224 pages; William Morrow

 

 

 

 

 

A fast-moving feminist Western that literally turns on a dime.

About one third of the way though “News of the World” by Paulette Jiles I said to my husband, “I’m reading a western!” This National Book Award finalist is the story of Capt. Jefferson Kyle Kidd, a Civil War veteran who travels through northern Texas in 1870, giving live readings from newspapers to audiences hungry for news of the world. Many people are illiterate, or don’t have access to newspapers and are eager to hear what is transpiring in New York, Europe or on the roads leading into town, where ambushes are common. On one stop, Kidd is offered a $50 gold piece to return a young girl whose parents had been killed by Kiowa Indians to her family home in south Texas. Johanna, now 10 years old, had been raised by the Kiowa until her rescue by the Army. With reluctance on both parts, their treacherous journey begins. The return of the girl to her family is heart-wrenching, illuminating the life of female children on the plains and also the difficulty of assimilation after living with Native Americans. If you think you wouldn’t like a story about a gun-toting curmudgeon and the return of an orphan to her blood family—not necessarily her best family—this book will put that to the test, showcasing the aftereffects of war, and what happens when we care for one another. I couldn’t put it down.

“The Veins of the Ocean”

Patricia Engle

320 pages, Grove Press

 

 

 

 

 

A modern-day immigration story set in Florida and the Bermuda Triangle of family, hope and home.

What if you had the chance to start over? To break free from the shackles of family and place? Would you begin again, or remain in the past? After the death of her brother, Carlito, in Miami’s South Glade Penitentiary, Columbian immigrant Reina Castillo finds herself in the Florida Keys. Reina has no hope for a better life; without her weekly visits to her brother and the grisly crimes that tether them, she is adrift. So it’s fitting that she meets Nesto, a Cuban exile who is comfortable with the ocean—it is his lifeline to the wife and children who wait on the other side of the sea. Together, these two navigate the rocky shore toward redemption.

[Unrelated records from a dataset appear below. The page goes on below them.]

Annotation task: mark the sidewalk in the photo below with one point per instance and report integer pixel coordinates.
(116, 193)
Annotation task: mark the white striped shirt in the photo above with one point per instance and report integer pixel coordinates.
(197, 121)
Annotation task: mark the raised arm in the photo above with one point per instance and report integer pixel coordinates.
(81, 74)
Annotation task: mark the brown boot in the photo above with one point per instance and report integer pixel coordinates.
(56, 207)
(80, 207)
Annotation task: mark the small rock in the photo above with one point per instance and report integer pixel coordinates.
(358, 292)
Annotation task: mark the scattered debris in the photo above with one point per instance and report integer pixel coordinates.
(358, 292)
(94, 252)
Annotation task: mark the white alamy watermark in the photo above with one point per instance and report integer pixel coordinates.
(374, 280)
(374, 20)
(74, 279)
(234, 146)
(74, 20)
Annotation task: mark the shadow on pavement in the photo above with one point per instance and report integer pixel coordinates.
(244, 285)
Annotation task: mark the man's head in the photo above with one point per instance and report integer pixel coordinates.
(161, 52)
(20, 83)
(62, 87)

If you like complicated novels about the bonds of family, are beguiled by the strange beauty of Florida or intrigued by modern immigrant stories, consider “The Veins of the Ocean” by Patricia Engle. I was drawn in by the cadence of Reina’s voice, her lens on the world, and her lack of pretense. There is a subplot involving the release of dolphins from a rickety theme park, a nod to Florida’s complicated relationship with the environment, but the story is really about deliverance. When Reina meets Nesto, you have more hope for her than she has for herself. I wanted Reina to find happiness, but she has a lot to resolve, and her personal exploration, it turns out, is as deep as the sea.

Kim Wyatt is the owner of Bona Fide Books in Meyers.